Em entrevista ao jornal Fox News na última sexta-feira, Trump declarou que: “Se a China desejar vir, construir fábricas e produzir seus carros aqui, ficarei tranquilo com isso”. O presidente ainda afirmou que o que ele não deseja é que os chineses produzam carros no México e os levem para os Estados Unidos.
Essa declaração é contrária à opinião de Trump no passado, que afirmou que não queria os carros chineses no país. Membros do governo, inclusive, acusaram a BYD de ajudar o exército chinês.
Nos últimos meses, Trump e membros de sua administração criticaram empresas americanas como Ford e General Motors por suas relações comerciais e de desenvolvimento de produtos na China. Até mesmo marcas europeias sofrem. A sueca Polestar, que pertence à Volvo e consequentemente à Geely, foi forçada a encerrar operação nos EUA por utilizar software chinês em seus carros.
Embora Trump esteja interessado no investimento estrangeiro, senadores dos Estados Unidos apontam que isso poderá afetar a competitividade do mercado estadunidense e pode gerar ainda um problema de segurança nacional irreversível.

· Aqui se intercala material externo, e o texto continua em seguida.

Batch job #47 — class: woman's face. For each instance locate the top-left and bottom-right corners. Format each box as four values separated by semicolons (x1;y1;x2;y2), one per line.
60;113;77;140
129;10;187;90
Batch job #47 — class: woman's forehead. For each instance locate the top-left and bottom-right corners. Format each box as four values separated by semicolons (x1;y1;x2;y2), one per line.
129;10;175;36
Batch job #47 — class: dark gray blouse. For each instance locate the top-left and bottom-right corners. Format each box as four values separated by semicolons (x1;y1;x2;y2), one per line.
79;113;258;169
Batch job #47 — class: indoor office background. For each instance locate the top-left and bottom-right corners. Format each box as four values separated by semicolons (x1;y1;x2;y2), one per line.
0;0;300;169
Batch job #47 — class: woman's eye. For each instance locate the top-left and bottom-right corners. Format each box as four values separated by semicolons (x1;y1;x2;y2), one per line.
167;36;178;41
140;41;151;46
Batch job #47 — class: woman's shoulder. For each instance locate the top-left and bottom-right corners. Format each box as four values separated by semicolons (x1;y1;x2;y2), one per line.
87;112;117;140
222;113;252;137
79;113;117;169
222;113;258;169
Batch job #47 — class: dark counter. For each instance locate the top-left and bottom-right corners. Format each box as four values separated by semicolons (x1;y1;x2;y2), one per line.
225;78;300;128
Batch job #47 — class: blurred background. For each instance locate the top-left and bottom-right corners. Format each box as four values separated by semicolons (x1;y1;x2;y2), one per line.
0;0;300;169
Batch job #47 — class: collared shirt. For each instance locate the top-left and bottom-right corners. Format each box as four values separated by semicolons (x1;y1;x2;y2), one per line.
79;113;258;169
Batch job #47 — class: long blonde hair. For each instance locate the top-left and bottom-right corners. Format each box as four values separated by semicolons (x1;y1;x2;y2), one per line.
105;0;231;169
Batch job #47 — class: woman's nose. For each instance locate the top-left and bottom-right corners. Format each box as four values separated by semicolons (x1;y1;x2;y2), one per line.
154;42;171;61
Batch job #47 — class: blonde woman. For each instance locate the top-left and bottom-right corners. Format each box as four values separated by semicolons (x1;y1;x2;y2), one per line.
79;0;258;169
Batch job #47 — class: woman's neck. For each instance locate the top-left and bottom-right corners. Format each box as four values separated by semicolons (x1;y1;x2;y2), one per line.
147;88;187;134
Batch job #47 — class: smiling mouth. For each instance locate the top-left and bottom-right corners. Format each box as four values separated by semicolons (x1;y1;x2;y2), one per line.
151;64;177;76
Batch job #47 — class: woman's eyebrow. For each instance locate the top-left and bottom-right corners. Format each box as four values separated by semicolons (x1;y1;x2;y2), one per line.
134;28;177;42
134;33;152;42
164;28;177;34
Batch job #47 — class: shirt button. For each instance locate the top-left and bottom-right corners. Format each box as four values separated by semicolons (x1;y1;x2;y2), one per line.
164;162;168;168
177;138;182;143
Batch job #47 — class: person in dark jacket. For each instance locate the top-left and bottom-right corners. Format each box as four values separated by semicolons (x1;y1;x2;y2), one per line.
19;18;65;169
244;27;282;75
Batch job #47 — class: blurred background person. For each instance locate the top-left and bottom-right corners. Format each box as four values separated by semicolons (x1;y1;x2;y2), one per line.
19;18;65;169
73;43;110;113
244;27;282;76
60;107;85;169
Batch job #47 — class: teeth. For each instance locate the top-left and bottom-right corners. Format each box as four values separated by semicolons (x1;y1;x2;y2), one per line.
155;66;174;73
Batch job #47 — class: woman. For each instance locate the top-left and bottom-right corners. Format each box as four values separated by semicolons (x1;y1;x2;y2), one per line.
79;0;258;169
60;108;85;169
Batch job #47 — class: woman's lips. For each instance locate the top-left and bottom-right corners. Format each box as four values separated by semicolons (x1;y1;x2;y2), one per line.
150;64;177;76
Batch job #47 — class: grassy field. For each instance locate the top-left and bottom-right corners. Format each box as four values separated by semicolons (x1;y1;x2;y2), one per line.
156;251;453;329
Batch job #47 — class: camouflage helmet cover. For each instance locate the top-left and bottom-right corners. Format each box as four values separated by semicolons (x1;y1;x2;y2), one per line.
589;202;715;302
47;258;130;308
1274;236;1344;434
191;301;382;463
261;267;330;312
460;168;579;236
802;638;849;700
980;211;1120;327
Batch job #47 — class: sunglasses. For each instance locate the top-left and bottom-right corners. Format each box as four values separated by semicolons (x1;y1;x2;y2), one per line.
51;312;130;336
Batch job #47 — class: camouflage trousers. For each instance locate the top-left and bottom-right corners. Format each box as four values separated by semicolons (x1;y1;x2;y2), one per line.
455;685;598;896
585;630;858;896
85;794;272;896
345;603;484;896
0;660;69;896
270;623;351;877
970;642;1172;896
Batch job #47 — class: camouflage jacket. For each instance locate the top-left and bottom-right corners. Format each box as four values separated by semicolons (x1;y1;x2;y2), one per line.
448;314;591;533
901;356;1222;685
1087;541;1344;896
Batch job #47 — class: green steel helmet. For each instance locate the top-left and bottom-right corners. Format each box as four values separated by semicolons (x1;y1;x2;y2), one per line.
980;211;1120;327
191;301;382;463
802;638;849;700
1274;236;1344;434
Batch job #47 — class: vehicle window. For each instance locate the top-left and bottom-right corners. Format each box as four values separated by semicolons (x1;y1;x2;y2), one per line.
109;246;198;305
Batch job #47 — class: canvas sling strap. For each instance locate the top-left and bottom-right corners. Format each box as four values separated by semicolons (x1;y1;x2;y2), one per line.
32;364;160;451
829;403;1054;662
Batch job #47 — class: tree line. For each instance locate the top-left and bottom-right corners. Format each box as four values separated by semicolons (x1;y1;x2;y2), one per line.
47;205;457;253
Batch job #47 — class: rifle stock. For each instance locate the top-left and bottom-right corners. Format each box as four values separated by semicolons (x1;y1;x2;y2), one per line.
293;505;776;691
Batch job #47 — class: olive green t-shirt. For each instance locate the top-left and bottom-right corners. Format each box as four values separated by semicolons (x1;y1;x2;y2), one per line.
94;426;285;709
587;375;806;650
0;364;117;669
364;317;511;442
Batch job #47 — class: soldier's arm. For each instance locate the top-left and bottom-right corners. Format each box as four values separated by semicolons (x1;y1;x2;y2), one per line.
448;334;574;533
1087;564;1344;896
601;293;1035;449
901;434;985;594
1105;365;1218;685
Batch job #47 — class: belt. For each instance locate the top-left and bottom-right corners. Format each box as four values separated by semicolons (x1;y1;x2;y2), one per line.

A movimentação contra os chineses é reforçada pelas demais fabricantes estabelecidas nos Estados Unidos, especialmente as mais tradicionais. A “Aliança pela inovação automotiva”, que reúne diversos fabricantes de carros e componentes automotivos, pediu aos congressistas medidas para banir a venda, importação e produção dos “veículos conectados chineses, hardware e software”, sob o argumento de que a indústria chinesa funciona à base de subsídios que comprometeria a competitividade nos EUA.